E così: un menù in bianco e poco nero, una lunga fase di gioco dove vieni buttatə subito per strada, unicə giallə tra rosa ed azzurri, un finale in cui finalmente puoi mostrare chi sei. Protettə dalla tua sicurezza, dai tuoi rapporti (Laura o Bunny), dalla comunità (le altre figure non omologate). Scudo che ci piacerebbe avere anche nel mondo reale, perché alla fine queste cose fanno comunque sempre male.
Narrazione e testi
I testi della versione GGJ erano abbastanza “over the top”: portavano a situazioni limite.
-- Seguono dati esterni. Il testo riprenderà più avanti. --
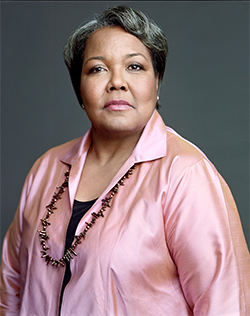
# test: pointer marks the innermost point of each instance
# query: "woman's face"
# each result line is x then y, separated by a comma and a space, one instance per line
118, 83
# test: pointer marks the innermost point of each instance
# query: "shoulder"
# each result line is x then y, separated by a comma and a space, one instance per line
51, 162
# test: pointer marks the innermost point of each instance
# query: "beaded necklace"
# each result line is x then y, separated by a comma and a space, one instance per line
70, 252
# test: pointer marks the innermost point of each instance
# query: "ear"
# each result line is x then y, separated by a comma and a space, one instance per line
157, 83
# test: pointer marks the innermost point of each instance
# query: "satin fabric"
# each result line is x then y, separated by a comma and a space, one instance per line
171, 243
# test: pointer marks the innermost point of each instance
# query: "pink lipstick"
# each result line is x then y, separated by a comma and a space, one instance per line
118, 105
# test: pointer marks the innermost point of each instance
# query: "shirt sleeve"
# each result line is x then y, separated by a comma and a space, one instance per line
206, 241
10, 265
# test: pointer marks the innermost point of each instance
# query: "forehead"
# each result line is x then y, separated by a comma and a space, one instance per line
114, 41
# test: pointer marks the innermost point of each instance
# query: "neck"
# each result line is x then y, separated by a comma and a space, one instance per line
113, 149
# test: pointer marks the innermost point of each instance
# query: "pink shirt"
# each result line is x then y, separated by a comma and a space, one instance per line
171, 243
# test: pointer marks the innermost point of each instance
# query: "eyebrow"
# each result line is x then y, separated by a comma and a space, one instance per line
102, 58
135, 54
94, 58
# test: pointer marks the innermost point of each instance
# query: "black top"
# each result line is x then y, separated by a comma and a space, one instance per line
79, 209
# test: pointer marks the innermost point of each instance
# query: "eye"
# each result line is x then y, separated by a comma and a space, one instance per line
96, 69
135, 67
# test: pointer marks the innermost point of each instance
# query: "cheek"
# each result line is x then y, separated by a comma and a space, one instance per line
146, 91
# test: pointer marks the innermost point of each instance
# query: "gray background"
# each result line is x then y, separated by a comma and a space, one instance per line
205, 95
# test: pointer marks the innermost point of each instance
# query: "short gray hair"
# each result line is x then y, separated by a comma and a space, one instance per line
132, 21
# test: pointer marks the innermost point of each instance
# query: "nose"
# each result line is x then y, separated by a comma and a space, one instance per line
117, 81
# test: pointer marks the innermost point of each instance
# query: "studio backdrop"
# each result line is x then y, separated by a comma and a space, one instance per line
205, 95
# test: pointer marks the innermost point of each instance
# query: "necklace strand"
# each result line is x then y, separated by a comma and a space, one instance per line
70, 252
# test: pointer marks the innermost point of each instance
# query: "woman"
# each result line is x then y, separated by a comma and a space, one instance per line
130, 219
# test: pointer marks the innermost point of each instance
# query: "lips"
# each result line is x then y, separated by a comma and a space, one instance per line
118, 105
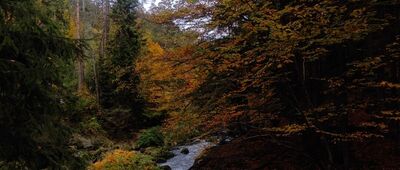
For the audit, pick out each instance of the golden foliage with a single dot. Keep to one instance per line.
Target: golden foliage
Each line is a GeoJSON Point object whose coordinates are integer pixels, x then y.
{"type": "Point", "coordinates": [121, 159]}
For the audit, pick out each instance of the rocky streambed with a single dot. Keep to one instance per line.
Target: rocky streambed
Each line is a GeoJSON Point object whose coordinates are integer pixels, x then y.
{"type": "Point", "coordinates": [186, 155]}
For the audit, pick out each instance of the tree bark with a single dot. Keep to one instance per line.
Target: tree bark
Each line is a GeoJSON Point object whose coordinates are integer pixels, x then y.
{"type": "Point", "coordinates": [81, 66]}
{"type": "Point", "coordinates": [103, 42]}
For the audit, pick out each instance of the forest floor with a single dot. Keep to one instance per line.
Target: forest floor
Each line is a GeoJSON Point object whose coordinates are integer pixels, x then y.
{"type": "Point", "coordinates": [255, 151]}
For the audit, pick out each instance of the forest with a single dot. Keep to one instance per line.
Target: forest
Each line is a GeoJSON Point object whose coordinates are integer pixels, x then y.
{"type": "Point", "coordinates": [199, 84]}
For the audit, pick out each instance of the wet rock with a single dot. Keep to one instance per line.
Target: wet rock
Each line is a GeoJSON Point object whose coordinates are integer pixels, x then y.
{"type": "Point", "coordinates": [185, 151]}
{"type": "Point", "coordinates": [81, 142]}
{"type": "Point", "coordinates": [161, 160]}
{"type": "Point", "coordinates": [165, 167]}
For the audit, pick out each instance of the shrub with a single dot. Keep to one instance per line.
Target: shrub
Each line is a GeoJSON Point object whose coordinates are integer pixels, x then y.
{"type": "Point", "coordinates": [122, 159]}
{"type": "Point", "coordinates": [150, 137]}
{"type": "Point", "coordinates": [182, 127]}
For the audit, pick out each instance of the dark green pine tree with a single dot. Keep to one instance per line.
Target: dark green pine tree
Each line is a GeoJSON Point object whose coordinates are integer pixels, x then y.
{"type": "Point", "coordinates": [118, 81]}
{"type": "Point", "coordinates": [33, 48]}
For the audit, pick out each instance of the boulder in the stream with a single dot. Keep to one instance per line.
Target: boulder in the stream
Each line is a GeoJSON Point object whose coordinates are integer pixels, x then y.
{"type": "Point", "coordinates": [185, 151]}
{"type": "Point", "coordinates": [161, 160]}
{"type": "Point", "coordinates": [165, 167]}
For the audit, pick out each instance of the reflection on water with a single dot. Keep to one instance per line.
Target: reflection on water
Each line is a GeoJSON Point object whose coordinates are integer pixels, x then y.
{"type": "Point", "coordinates": [185, 161]}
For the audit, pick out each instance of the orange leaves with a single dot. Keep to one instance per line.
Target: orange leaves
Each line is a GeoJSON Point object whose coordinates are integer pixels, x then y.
{"type": "Point", "coordinates": [114, 157]}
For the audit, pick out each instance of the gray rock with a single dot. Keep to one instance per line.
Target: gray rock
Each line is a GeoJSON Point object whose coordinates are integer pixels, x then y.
{"type": "Point", "coordinates": [185, 151]}
{"type": "Point", "coordinates": [165, 167]}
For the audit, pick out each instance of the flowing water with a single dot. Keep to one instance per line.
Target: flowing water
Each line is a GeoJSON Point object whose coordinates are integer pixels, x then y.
{"type": "Point", "coordinates": [185, 161]}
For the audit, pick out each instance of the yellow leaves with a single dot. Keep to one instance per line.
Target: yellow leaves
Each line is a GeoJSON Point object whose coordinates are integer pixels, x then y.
{"type": "Point", "coordinates": [116, 156]}
{"type": "Point", "coordinates": [122, 159]}
{"type": "Point", "coordinates": [155, 49]}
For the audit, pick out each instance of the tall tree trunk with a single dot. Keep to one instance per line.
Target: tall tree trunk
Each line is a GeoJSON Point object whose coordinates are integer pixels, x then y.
{"type": "Point", "coordinates": [81, 66]}
{"type": "Point", "coordinates": [103, 42]}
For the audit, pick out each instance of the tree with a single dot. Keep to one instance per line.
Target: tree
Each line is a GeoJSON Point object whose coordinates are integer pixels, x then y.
{"type": "Point", "coordinates": [119, 92]}
{"type": "Point", "coordinates": [33, 48]}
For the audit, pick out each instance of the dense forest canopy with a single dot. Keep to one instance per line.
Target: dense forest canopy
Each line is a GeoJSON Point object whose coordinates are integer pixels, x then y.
{"type": "Point", "coordinates": [276, 84]}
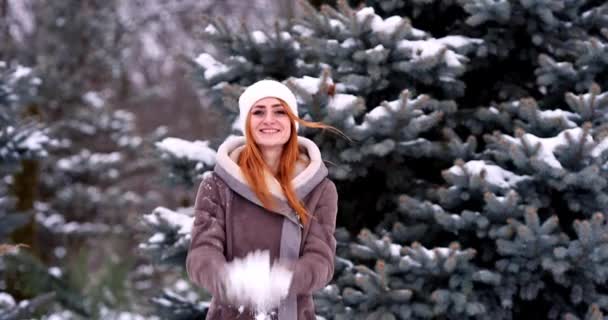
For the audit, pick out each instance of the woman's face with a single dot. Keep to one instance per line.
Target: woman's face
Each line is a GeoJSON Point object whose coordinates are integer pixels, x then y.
{"type": "Point", "coordinates": [269, 123]}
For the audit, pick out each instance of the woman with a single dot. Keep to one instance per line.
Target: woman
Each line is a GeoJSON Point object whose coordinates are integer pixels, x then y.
{"type": "Point", "coordinates": [269, 191]}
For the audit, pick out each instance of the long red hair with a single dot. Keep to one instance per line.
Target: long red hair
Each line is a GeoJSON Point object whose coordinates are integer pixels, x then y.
{"type": "Point", "coordinates": [253, 166]}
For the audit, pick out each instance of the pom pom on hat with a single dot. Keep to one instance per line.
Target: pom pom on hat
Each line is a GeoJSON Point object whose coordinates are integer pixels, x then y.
{"type": "Point", "coordinates": [264, 89]}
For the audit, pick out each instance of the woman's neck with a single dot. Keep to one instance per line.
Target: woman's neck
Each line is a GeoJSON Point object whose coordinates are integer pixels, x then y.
{"type": "Point", "coordinates": [272, 157]}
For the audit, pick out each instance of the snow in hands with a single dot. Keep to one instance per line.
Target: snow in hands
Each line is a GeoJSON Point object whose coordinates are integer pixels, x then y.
{"type": "Point", "coordinates": [253, 282]}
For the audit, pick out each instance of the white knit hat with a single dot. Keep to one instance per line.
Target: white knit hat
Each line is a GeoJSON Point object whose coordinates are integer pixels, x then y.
{"type": "Point", "coordinates": [264, 89]}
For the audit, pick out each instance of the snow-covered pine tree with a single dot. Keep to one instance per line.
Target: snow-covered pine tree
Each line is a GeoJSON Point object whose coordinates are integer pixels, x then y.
{"type": "Point", "coordinates": [22, 138]}
{"type": "Point", "coordinates": [79, 195]}
{"type": "Point", "coordinates": [477, 179]}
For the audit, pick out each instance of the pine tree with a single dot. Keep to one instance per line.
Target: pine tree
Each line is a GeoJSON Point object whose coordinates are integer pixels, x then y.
{"type": "Point", "coordinates": [477, 177]}
{"type": "Point", "coordinates": [78, 195]}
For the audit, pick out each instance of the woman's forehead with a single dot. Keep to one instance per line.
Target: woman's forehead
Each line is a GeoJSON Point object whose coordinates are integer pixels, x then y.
{"type": "Point", "coordinates": [268, 102]}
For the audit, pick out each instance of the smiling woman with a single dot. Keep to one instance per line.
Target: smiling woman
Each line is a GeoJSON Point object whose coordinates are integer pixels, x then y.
{"type": "Point", "coordinates": [269, 192]}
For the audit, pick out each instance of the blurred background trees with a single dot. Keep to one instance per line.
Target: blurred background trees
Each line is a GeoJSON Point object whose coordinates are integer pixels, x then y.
{"type": "Point", "coordinates": [474, 187]}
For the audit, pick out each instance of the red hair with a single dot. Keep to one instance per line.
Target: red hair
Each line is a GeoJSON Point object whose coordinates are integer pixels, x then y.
{"type": "Point", "coordinates": [253, 165]}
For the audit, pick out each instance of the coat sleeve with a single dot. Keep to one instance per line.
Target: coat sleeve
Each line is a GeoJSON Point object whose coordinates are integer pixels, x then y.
{"type": "Point", "coordinates": [205, 262]}
{"type": "Point", "coordinates": [315, 267]}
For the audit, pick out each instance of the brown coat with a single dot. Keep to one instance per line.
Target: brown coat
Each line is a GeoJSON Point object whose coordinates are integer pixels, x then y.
{"type": "Point", "coordinates": [230, 223]}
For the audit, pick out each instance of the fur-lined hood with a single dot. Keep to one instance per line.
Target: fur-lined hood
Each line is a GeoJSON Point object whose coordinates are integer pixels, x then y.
{"type": "Point", "coordinates": [310, 171]}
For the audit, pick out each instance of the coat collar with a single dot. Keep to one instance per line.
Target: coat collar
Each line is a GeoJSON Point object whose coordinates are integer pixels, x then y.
{"type": "Point", "coordinates": [310, 171]}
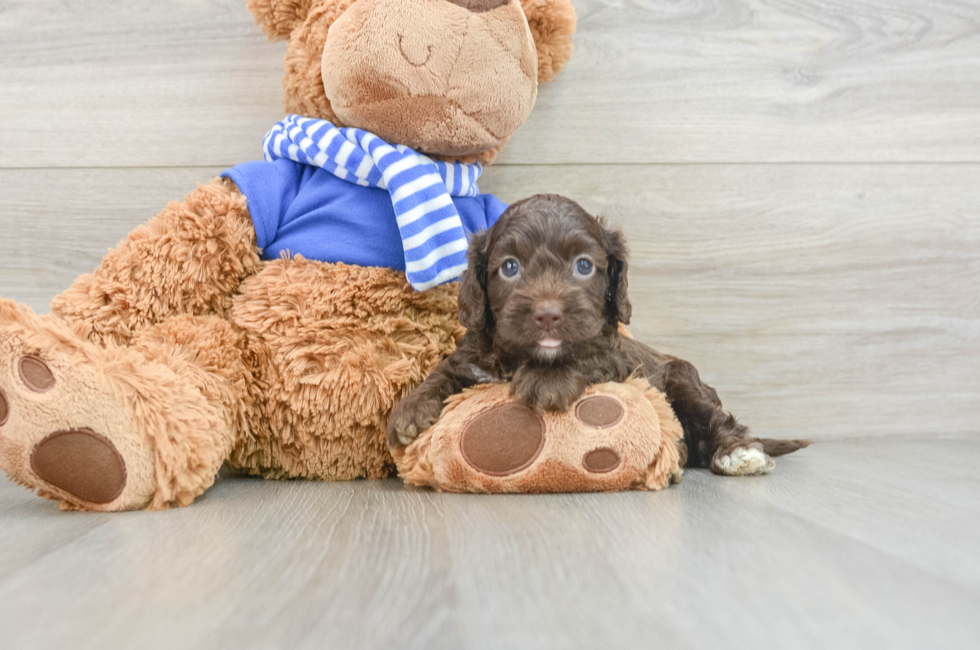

È stata una soluzione pratica per la mancanza di tempo (e un mio bias), ma non particolarmente utile. Se una storia si concentra su una discriminazione istituzionalizzata ma mostra solo i comportamenti più estremi, finiremo tuttɜ per non sentirci parte del problema, ci autoassolveremo. Il padre e il fratello di Pallino nella prima versione lo umiliano a tavola: sono cose che accadono, ma un mondo queerfobico (e misogino, razzista, abilista) sta in piedi soprattutto grazie a chi resta in silenzio, a chi come Omar pensa di fare il nostro bene continuando a chiederci di non essere noi stessə.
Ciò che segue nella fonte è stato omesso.